Ulice Madrytu przepełniły się owcami. W niedzielę odbyła się coroczna impreza, podczas której pasterze, ubrani w stroje ludowe przy akompaniamencie muzyki, prowadzą swoje stada przez stolicę Hiszpanii.
W zeszłym roku impreza się nie odbyła z powodu pandemii COVID-19. Tym razem pasterze wreszcie mogli przepędzić swoje stada owiec z północnej Hiszpanii na bardziej południowe pastwiska, na zimowy wypas. Wydarzenie to jest atrakcją zarówno dla turystów, jak i miejscowych.
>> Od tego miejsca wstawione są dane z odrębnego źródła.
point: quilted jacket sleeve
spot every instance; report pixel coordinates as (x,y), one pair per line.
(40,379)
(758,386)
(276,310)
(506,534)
- To jest cudowne. Przychodzę tu co roku, a w tym roku po raz pierwszy przyprowadziłam dzieci, więc jest to niesamowite - powiedziała 39-letnia Graciela Gonzalez.
Dzieciom, które przywykły do oglądania korków na ulicach miasta, spodobała się możliwość zbliżenia się do owiec. - Czasami możemy je dotknąć - powiedziała ośmioletnia Carmen Iglesias, która wraz z ojcem i młodszą siostrą uczestniczyła w imprezie.
Przepędzanie owiec hiszpańskimi ulicami sięga XX wieku. Dawniej trasa prowadziłaby przez spokojne wiejskie tereny, dziś natomiast prowadzi przez ruchliwą stolicę.